This invention relates generally to execution environments for programs written for virtual machines.
Unlike other programming languages, some programming languages, such as JAVA®—a simple object oriented language, are executable on a virtual machine. In this manner, a “virtual machine” is an abstract specification of a processor so that special machine code (called “bytecodes”) may be used to develop programs for execution on the virtual machine. Various emulation techniques are used to implement the abstract processor specification including, but not restricted to, interpretation of the bytecodes or translation of the bytecodes into equivalent instruction sequences for an actual processor.
In an object-oriented environment, everything is an object and is manipulated as an object. Objects communicate with one another by sending and receiving messages. When an object receives a message, the object responds by executing a method, that is, a program stored within the object determines how it processes the message. The method has method information or metadata associated therewith.
For modem programming systems, a common task is to query method metadata given a code address (or instruction pointer, IP).

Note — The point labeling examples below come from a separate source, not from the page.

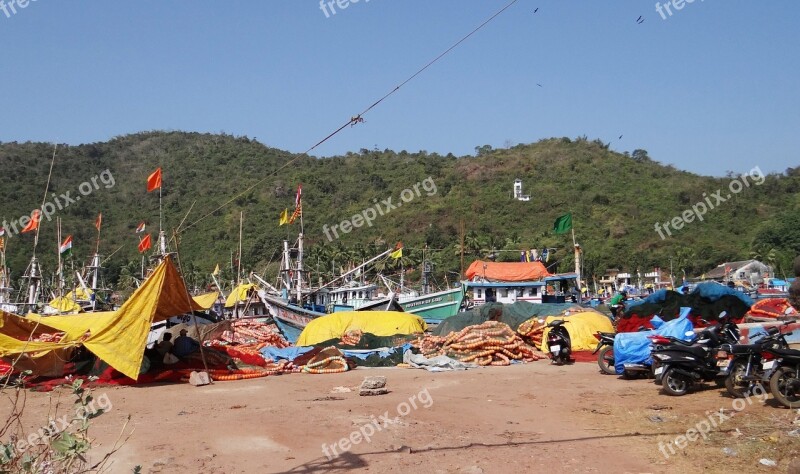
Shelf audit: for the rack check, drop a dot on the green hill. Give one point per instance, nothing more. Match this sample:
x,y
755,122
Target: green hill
x,y
615,199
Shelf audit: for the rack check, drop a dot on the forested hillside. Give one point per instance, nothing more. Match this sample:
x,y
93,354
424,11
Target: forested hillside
x,y
616,200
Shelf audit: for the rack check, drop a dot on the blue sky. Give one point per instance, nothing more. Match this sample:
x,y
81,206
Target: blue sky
x,y
712,88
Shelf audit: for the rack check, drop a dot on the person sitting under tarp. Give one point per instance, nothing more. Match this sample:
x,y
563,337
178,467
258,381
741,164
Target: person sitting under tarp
x,y
184,345
165,345
617,304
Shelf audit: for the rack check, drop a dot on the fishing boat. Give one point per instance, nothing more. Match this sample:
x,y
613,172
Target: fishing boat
x,y
296,304
432,306
510,282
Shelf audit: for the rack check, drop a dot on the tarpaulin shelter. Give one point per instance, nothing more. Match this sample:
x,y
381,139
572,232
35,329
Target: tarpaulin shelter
x,y
581,328
117,337
507,271
240,293
206,300
379,323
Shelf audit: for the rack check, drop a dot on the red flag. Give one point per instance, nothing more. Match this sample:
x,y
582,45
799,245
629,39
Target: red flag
x,y
145,244
34,223
154,180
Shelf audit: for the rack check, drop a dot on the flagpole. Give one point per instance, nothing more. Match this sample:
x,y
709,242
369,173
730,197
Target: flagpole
x,y
60,261
159,209
97,247
239,260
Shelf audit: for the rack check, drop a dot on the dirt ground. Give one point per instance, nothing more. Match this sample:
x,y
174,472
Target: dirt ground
x,y
534,417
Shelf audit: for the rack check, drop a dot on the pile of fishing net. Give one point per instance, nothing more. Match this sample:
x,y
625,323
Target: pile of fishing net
x,y
489,343
246,338
251,332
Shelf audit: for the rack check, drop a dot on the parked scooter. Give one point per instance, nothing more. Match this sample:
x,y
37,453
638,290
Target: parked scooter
x,y
784,381
745,371
605,352
683,364
559,344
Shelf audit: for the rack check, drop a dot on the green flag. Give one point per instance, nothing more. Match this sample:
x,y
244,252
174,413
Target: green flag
x,y
563,224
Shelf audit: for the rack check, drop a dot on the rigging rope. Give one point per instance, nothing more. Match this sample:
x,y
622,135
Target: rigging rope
x,y
355,119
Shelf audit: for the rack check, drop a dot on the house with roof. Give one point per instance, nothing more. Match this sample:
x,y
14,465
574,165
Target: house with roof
x,y
751,272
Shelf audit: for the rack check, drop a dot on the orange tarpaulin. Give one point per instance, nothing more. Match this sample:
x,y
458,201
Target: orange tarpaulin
x,y
507,271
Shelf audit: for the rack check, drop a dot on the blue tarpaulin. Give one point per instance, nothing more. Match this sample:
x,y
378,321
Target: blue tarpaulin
x,y
634,347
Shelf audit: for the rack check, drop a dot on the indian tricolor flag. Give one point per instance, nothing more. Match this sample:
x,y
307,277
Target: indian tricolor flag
x,y
66,246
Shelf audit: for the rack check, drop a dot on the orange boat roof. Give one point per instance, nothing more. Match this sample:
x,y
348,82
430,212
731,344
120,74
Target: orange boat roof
x,y
507,271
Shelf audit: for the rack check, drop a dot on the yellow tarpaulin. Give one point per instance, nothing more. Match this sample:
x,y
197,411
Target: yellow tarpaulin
x,y
581,328
379,323
118,337
207,300
239,294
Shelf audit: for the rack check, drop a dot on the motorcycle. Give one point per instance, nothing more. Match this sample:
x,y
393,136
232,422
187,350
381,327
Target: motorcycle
x,y
784,379
605,352
681,364
559,343
745,371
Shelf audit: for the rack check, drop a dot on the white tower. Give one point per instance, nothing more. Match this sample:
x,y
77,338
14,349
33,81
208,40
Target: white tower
x,y
518,191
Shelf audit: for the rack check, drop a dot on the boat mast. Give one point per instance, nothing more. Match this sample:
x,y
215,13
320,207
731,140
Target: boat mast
x,y
5,278
239,260
60,271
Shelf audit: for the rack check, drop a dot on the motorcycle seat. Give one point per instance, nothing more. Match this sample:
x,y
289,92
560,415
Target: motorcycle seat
x,y
793,353
697,351
745,348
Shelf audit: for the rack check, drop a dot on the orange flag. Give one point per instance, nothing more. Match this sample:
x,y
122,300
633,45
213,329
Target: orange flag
x,y
154,180
34,223
145,244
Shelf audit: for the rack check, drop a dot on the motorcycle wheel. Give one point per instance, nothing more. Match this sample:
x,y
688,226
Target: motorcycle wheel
x,y
675,384
605,359
732,381
785,387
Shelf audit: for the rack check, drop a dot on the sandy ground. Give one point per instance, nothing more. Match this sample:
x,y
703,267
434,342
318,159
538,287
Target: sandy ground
x,y
526,418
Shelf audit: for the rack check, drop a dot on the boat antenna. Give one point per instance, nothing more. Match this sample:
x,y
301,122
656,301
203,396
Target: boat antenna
x,y
356,119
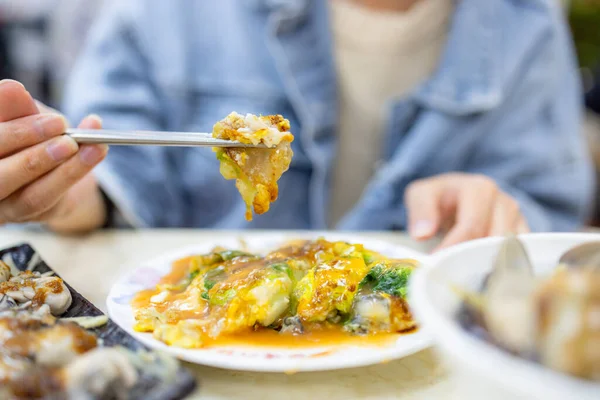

A representative usage is identifying method information for a specific frame during stack unwinding; another typical usage is locating method symbols by a sampling-based profiler. The efficiency of the query implementation is ideally essential to the system performance, especially for managed runtime environments where the lookup time is part of run time. Conventional query implementation may employ a data structure, e.g., method lookup table, to save the starting and ending addresses of each method after the compiler generates its code. The data structure may be a linear sorted array that reduces search time. This mechanism works well for traditional static or runtime environments on desktops and servers.
However, this mechanism faces new challenges for emerging mobile platforms for the following reasons. The size of method lookup table is proportional to the number of compiled methods, which is a burden in terms of search and maintenance for small footprint systems. The runtime searching within the table is not as efficient in mobile systems as that on desktop and server environments due to limited computing capability and memory system with lower performance. The new trend of allocating and recycling code in managed space introduces a considerable complexity to maintain [start_addr, end_addr] tuples. The starting and ending addresses for a specific method may be changed or even invalidated if garbage collector (GC) reclaims the method's code.
Thus, there is a continuing need for better ways to query method information in execution environments for programs written for virtual machines.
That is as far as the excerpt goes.